Code and other material for the INLG2020 paper Studying the Impact of Filling Information Gaps on the Output Quality of Neural Data-to-Text. Also included, are the data files from the experiment in the SportSett paper. I encourage anyone who wants to use data in this domain to read the SportSett paper first, as it explains the data modelling problem, as well why the training/validation/partition scheme has been changed (there is cross-partition contamination in Rotowire on the encoder end).
You will find in the filling_information_gaps_paper folder, our data for the Information Gap paper.
D1 is a close representation of the input data in Clément Rebuffel's system, except in yearly partition form (see SportSett paper data description below). We do not use the exact data because there are a couple of slight differences between Rotowire and SportSett. The most noteable is that we do not have the "Starting Position" for the player in SportSett yet, we had to add some games which were absent from Rotowire, and need to find the data to add. The database structure of Rotowire does support this, it is just a TBC upload. D1 contains everything D1 does, plus the additional GAME and NEXT-GAME entities described in the paper. The important thing when doing thes ablations was not that we use the exact Rotowire input, this varies from system to system anyway, with different author processing their data differently to present to OpenNMT. Some works will even add extra data without performing abalations, such as adding the day of the week. Please don't do this, it means people cannot tell if your results are because of the data or your system configuration (unless you re-run the results of prior work with the same data). Treat the subset of data that is included as a variable!
Please note, there is no JSON for the D1 dataset. These JSON files were used as input for the RG metric, and we used the same JSON file for both as we need to use the same evaluation for both D1 and D2. The D2 JSON is inherently a superset of D1, so we use it.

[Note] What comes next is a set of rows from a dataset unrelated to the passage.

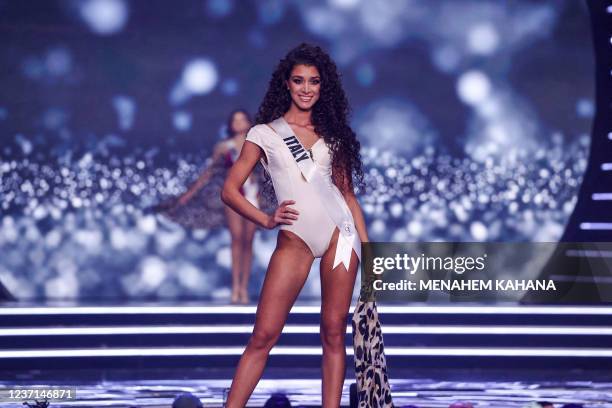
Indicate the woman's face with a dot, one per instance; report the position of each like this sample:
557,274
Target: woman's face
304,86
240,123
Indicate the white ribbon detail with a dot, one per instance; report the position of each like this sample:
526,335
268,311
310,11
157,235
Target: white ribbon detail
332,200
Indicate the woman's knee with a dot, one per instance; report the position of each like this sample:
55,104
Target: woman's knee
262,339
333,332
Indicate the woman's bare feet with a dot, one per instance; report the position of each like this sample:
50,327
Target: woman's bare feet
236,297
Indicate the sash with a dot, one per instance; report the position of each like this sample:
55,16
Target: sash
334,205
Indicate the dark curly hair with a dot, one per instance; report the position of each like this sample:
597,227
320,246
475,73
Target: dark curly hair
228,127
329,114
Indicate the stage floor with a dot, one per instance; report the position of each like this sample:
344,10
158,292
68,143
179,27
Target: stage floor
423,388
143,354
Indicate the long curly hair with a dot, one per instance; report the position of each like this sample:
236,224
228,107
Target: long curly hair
229,130
329,114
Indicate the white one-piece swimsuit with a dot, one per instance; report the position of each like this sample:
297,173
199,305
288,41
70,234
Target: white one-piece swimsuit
314,226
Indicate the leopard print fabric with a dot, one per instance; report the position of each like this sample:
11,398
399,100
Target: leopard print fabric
373,390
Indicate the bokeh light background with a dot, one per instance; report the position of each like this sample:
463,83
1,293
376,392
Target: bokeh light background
474,118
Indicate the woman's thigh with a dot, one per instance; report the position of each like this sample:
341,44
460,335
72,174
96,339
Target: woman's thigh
286,274
234,223
336,285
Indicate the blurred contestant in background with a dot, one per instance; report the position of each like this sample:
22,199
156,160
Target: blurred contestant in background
201,207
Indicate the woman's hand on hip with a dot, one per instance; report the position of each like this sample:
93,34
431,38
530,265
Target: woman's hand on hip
283,214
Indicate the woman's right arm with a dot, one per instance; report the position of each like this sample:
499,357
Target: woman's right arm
230,194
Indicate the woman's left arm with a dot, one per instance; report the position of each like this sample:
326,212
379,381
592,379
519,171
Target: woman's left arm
355,207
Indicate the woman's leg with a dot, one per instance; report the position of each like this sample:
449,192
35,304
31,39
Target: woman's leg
248,233
234,222
285,277
336,293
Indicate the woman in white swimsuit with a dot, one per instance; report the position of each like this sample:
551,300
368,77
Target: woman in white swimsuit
303,120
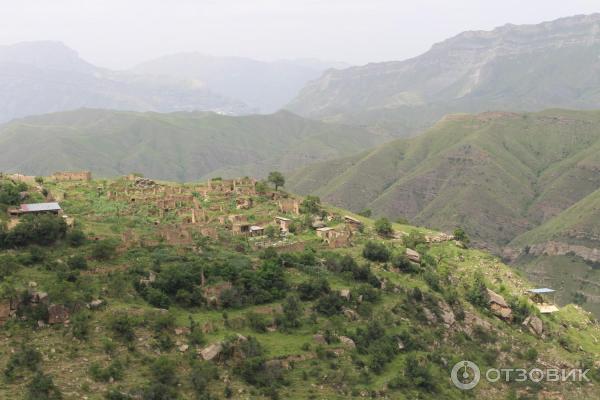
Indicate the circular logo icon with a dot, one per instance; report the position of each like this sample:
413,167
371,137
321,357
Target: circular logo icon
465,375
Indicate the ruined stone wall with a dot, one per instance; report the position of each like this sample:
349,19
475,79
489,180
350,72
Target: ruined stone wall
72,176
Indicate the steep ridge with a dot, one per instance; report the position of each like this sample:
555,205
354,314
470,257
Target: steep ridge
496,174
176,146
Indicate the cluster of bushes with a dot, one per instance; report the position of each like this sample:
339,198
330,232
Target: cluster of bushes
348,265
178,280
380,347
34,230
42,386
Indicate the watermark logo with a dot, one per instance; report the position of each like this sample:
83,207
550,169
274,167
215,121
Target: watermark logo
466,375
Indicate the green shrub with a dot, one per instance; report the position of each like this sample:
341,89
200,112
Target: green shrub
80,324
329,304
122,326
477,293
104,249
77,262
26,357
258,322
384,227
114,370
76,237
201,375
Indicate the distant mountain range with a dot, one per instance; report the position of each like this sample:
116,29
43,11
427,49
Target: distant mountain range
512,68
44,77
498,175
265,86
526,186
177,146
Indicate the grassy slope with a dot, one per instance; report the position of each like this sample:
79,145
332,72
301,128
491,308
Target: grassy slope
68,360
177,146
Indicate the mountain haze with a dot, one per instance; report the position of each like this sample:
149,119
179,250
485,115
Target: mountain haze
512,68
44,77
177,146
266,86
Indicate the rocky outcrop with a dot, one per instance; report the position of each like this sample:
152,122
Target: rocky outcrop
499,306
534,324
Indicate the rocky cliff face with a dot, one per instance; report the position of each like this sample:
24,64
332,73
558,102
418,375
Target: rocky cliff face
528,67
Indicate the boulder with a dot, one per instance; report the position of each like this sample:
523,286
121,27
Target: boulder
498,305
345,293
350,314
211,352
534,324
58,314
319,339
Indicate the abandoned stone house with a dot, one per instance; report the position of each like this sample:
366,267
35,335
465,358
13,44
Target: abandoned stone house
289,206
256,230
72,176
352,224
327,233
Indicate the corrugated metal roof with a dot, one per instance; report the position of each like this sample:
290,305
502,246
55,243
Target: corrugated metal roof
541,290
40,207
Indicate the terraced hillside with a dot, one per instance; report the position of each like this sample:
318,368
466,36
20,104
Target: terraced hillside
148,290
176,146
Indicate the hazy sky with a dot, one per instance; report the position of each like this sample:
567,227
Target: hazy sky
121,33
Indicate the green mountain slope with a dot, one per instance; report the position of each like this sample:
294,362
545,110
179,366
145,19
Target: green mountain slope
512,68
265,86
123,305
177,146
496,174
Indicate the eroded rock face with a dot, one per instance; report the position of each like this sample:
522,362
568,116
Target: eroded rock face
211,352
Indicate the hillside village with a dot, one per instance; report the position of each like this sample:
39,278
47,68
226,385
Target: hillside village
236,289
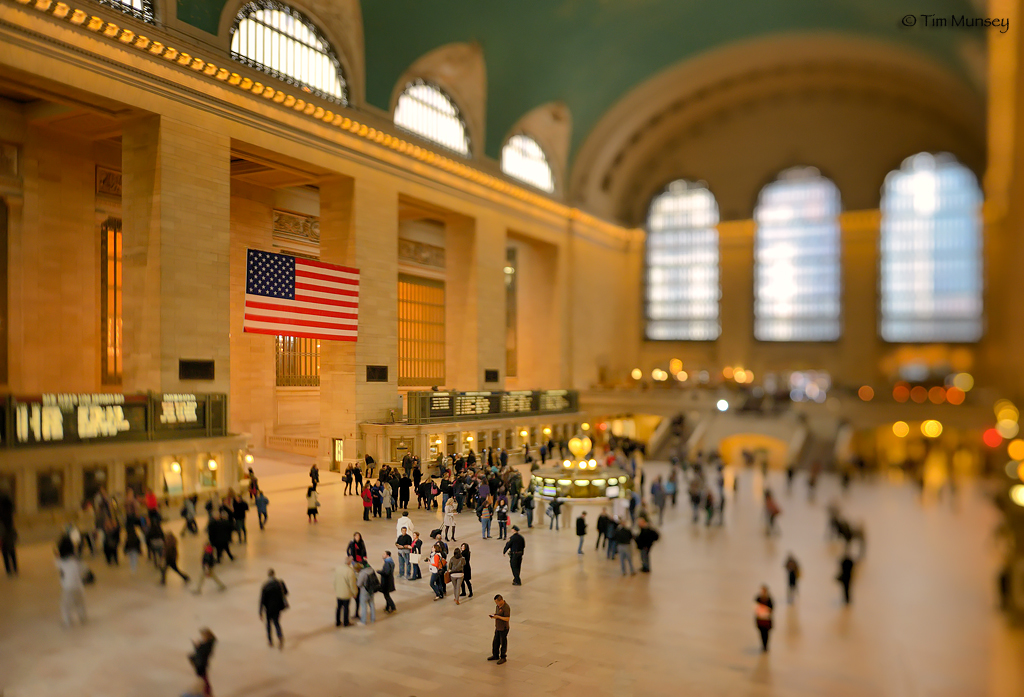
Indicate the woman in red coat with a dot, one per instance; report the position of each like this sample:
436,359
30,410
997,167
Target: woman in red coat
762,616
368,502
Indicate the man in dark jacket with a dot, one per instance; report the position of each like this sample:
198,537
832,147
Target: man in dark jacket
271,604
220,536
581,530
624,547
515,548
645,539
387,581
602,528
241,509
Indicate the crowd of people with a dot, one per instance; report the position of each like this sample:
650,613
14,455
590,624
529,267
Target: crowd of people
485,485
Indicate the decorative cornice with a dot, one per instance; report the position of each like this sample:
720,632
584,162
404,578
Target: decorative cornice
299,103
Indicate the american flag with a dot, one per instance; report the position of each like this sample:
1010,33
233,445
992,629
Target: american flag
300,297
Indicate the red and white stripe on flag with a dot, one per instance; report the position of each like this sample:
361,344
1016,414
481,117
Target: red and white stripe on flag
295,297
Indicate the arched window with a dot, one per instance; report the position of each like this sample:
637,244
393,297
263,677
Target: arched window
930,249
682,264
278,40
797,279
426,111
523,159
140,9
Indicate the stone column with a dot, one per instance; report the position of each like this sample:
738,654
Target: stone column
176,242
359,228
474,302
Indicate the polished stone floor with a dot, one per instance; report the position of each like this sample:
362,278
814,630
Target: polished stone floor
923,621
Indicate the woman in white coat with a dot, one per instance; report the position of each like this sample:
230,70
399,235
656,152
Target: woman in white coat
450,514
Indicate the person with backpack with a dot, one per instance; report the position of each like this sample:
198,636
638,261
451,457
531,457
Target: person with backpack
415,553
273,601
457,571
345,590
771,513
793,575
484,512
645,539
437,566
200,658
188,515
527,508
450,517
387,581
312,503
368,502
171,560
581,530
624,548
241,508
763,608
357,549
261,504
554,511
502,514
209,561
369,584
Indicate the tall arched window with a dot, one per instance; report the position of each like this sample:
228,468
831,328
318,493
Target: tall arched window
797,279
682,264
426,111
523,159
278,40
140,9
930,249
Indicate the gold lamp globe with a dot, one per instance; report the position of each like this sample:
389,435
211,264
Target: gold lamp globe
580,446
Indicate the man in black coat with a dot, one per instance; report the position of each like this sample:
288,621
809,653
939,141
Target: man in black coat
515,548
220,535
271,604
602,529
581,530
645,539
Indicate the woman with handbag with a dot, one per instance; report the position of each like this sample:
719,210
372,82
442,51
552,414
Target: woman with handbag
200,658
357,549
312,503
467,569
437,580
457,570
450,512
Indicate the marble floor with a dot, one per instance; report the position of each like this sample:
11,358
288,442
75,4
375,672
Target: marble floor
923,622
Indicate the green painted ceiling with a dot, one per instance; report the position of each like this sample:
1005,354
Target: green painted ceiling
589,53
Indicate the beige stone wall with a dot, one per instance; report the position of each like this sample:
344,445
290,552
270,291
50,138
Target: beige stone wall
176,250
54,268
252,355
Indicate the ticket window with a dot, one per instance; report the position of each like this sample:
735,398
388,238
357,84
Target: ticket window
209,473
50,489
137,478
93,477
435,442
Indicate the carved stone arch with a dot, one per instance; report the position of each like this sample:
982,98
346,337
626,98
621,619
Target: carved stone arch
460,72
551,126
341,24
737,116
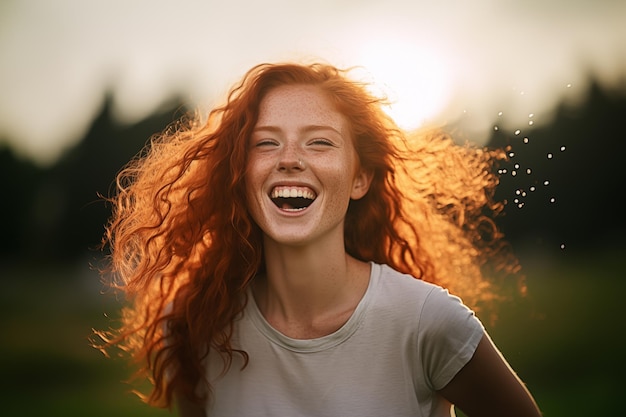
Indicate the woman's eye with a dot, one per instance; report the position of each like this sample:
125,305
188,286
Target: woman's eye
322,141
266,142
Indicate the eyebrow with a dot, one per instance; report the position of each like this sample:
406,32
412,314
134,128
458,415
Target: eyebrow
305,129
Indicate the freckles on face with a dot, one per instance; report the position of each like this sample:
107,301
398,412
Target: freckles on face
302,164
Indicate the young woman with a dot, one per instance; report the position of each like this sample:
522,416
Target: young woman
288,257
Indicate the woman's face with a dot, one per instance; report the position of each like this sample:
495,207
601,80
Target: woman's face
302,167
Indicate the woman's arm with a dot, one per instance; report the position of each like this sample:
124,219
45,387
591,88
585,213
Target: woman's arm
487,387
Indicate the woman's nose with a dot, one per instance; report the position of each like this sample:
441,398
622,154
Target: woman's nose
290,160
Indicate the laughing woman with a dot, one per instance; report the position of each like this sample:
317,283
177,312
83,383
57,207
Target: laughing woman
295,254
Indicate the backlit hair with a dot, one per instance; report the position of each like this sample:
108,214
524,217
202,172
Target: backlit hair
183,246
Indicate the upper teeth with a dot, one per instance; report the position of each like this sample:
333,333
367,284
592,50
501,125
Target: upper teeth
292,192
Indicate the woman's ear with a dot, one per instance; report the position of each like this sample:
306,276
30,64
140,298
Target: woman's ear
361,184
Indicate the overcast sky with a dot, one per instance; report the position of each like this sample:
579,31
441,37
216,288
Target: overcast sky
489,62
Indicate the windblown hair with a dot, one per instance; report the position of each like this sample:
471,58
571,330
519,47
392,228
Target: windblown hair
183,246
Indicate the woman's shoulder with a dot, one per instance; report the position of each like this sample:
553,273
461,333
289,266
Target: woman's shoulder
396,281
406,290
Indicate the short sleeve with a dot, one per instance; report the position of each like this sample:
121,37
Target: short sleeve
448,335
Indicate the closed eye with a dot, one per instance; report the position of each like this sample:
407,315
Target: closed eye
322,141
265,142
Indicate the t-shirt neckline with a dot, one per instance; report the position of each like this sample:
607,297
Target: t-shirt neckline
322,343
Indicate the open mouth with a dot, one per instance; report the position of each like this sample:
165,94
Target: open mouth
292,198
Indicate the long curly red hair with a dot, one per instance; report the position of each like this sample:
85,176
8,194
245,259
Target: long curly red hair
183,246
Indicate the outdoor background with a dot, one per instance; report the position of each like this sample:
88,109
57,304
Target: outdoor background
65,132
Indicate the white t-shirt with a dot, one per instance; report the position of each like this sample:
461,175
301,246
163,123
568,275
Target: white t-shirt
405,340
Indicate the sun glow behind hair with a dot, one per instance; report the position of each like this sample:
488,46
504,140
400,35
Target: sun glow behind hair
415,79
480,63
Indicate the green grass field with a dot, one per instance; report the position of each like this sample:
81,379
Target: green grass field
565,340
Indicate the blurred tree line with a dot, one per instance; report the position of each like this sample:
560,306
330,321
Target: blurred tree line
56,214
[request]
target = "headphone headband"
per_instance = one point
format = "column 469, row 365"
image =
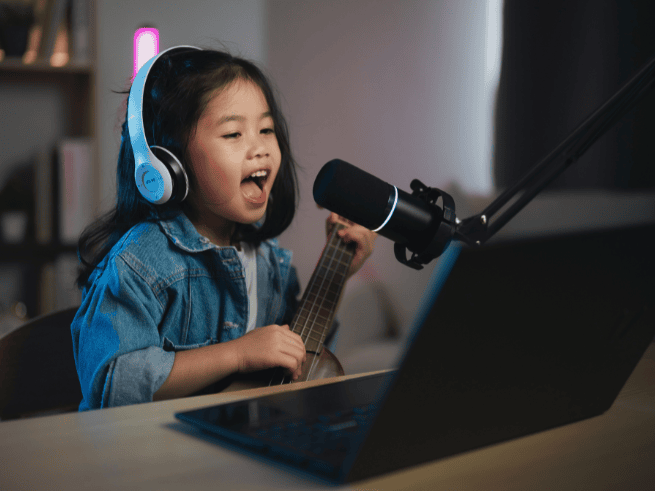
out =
column 156, row 178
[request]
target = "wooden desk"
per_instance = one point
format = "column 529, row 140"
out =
column 144, row 447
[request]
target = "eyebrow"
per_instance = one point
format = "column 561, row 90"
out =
column 236, row 117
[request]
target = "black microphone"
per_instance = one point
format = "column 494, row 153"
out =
column 413, row 221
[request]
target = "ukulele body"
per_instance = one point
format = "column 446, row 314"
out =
column 311, row 322
column 317, row 366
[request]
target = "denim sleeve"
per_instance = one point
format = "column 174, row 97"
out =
column 118, row 348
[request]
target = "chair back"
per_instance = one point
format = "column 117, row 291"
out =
column 37, row 368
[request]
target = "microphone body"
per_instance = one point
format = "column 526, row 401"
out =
column 406, row 219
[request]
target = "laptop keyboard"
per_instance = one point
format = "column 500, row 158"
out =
column 319, row 443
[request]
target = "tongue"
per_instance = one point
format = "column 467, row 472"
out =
column 252, row 192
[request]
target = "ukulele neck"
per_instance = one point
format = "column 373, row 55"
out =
column 318, row 305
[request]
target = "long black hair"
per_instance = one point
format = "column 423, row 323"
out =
column 176, row 93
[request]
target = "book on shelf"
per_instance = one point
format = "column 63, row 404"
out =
column 76, row 204
column 61, row 32
column 43, row 196
column 53, row 27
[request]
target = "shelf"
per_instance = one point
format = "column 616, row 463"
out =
column 16, row 65
column 37, row 253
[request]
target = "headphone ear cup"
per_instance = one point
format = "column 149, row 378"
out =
column 177, row 172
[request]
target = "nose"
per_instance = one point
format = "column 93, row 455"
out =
column 257, row 147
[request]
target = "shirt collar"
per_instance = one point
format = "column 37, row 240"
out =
column 184, row 235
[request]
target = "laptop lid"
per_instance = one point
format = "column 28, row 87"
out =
column 524, row 336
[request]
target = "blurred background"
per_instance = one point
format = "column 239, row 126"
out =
column 465, row 95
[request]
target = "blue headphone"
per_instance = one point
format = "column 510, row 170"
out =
column 159, row 175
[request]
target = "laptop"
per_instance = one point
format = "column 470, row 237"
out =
column 510, row 339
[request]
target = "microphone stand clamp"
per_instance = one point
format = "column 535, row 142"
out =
column 444, row 232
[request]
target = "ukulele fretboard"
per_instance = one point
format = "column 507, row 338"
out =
column 319, row 302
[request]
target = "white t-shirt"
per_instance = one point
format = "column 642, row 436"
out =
column 248, row 256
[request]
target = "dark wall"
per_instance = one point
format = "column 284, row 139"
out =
column 561, row 60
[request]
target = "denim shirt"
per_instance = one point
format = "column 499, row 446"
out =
column 161, row 289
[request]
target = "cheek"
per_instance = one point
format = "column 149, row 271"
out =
column 213, row 181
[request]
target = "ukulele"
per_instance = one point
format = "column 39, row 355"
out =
column 312, row 320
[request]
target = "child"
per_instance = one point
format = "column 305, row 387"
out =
column 172, row 293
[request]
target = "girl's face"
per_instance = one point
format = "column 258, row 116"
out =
column 235, row 158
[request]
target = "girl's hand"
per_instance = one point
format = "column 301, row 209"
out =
column 364, row 238
column 268, row 347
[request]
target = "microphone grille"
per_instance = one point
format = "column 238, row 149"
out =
column 352, row 193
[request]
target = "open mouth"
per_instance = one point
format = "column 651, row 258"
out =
column 259, row 178
column 252, row 186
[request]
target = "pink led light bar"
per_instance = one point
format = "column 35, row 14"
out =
column 146, row 45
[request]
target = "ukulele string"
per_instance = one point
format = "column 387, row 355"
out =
column 341, row 248
column 326, row 261
column 302, row 306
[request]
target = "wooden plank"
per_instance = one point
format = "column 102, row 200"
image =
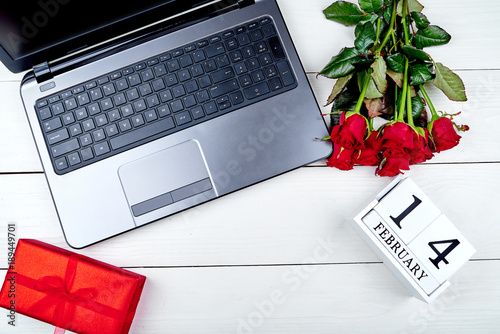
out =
column 280, row 221
column 16, row 141
column 318, row 39
column 305, row 299
column 17, row 147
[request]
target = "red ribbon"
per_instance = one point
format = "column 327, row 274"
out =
column 58, row 292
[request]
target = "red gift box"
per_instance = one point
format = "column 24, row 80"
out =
column 70, row 291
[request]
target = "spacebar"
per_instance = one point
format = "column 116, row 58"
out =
column 142, row 133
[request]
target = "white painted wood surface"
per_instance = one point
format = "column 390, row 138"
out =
column 279, row 257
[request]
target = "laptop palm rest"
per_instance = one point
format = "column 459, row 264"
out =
column 168, row 181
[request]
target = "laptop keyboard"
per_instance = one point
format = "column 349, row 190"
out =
column 164, row 94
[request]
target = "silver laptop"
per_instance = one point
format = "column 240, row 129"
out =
column 143, row 109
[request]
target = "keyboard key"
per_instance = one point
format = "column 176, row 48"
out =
column 210, row 108
column 147, row 75
column 137, row 120
column 171, row 80
column 221, row 75
column 87, row 154
column 75, row 130
column 101, row 148
column 57, row 109
column 176, row 106
column 83, row 99
column 109, row 89
column 44, row 114
column 74, row 159
column 111, row 130
column 224, row 88
column 197, row 112
column 134, row 80
column 61, row 164
column 96, row 94
column 64, row 148
column 183, row 118
column 52, row 125
column 58, row 136
column 150, row 116
column 132, row 94
column 142, row 133
column 125, row 125
column 86, row 140
column 98, row 135
column 256, row 91
column 215, row 50
column 94, row 109
column 88, row 125
column 286, row 73
column 68, row 118
column 236, row 98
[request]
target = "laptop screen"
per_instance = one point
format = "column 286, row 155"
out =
column 54, row 28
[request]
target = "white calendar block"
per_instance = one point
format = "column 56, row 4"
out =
column 407, row 210
column 401, row 252
column 414, row 239
column 442, row 248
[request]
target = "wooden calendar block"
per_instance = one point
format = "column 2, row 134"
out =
column 442, row 248
column 401, row 252
column 415, row 240
column 407, row 210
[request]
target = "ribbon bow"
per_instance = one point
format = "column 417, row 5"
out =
column 59, row 292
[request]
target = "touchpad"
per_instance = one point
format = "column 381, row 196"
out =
column 173, row 178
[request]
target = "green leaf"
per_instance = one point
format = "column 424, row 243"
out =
column 450, row 83
column 374, row 106
column 348, row 99
column 396, row 62
column 372, row 91
column 344, row 12
column 420, row 74
column 371, row 6
column 342, row 64
column 417, row 105
column 397, row 77
column 379, row 74
column 366, row 38
column 414, row 53
column 414, row 6
column 431, row 36
column 420, row 19
column 338, row 88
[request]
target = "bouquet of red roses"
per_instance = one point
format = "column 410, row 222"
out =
column 383, row 75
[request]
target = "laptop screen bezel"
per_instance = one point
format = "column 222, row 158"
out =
column 96, row 36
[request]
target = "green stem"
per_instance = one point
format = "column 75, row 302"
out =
column 378, row 31
column 409, row 108
column 363, row 92
column 390, row 32
column 403, row 21
column 401, row 113
column 434, row 113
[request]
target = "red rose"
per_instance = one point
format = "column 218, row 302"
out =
column 351, row 131
column 393, row 166
column 341, row 158
column 398, row 134
column 421, row 151
column 370, row 155
column 443, row 135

The abstract sentence files contain an ordered dictionary in JSON format, where each key is the abstract text, and each value is the number of times it occurs in the respective partition. For example, the most common abstract sentence in the training partition is:
"DET-ORG PROPN-GPE PROPN-ORG PUNCT-( X-CARDINAL_COMPARISON PUNCT-) VERB-defeat DET-ORG PROPN-GPE PROPN-ORG PUNCT-( X-CARDINAL_COMPARISON PUNCT-) X-CARDINAL_COMPARISON ADP-on PROPN-DATE PUNCT-.
This would come from a sentence like:
"The Miami Heat (12-4) defeated the Chicago Bulls (8-8) on Monday."
With 140 such sentences in the corpus, we should make sure that our systems have available all data attributes what might be required to complete the sentence. Initially we only look at replacing nouns (PROPN and NOUN), but ultimately systems need some way to handle the verbs as well, either allowing the neural model to handle it based on the attributes, or by including something as input to inform the system of when it is true that one team defeated an other.
The code for parsing the raw sentences to this form will be uploaded soon. It is quite simple though, just using a couple of custom rules in spaCy to macth things like team records in parenthesis, or player shot breakdowns like "(4-6FG, 0-4FT)". We hope to also improve this functionality to group similar sentences together, as you can see in the files the most common sentence types are quite similar, often describing the initial game.
In the sport_sett_paper you will find the data for the experiment in the original SportSett paper. Here we started with the original partition scheme of Rotowire (contaminated), then, we fix the contamination issues by moving game records such that each game only appears in one partition (decontaminated). Finally, because we believe that with the original partition schemes, models can learn things which they should not have sight of (such as which dates map to which days of the week), we introduce the yearly partition scheme, where we train on 2014-16, validation 2017 and test on 2018. We have received several comments on this. Firstly, we were asked if we should test different year combinations, as well as how many years are in each parition. The short answer is ideally yes. The long answer is the ablation experiments took 2-3 weeks on a pair of 2080ti's. We have also seen several comments such as "but how can the model learn about a season, or the dates, or the teams, if it does not have access to the data?". I believe this is funtamentally the wrong way to look at the problem. If a sports media company wants you to create an NLG system like this, to be deployed in 2022 (I am writing this in 2020), they will give you the previous data and texts, but you can hardly ask them for the 2022 game data! Systems need to learn on previous data, then correctly simulate human behavious on future data. Slicing historic data randomly, then considering the withheld data as "future" is a form of contamination.
Please also see our work on evaluating accuracy in these systems, which often generate about 20 factual errors per summary! We are also proposing a shared task which aims to find better metrics for this domain (and dataset in particilar), using our evaluation protocol as a gold standard with which to correlate cheaper methods/metrics.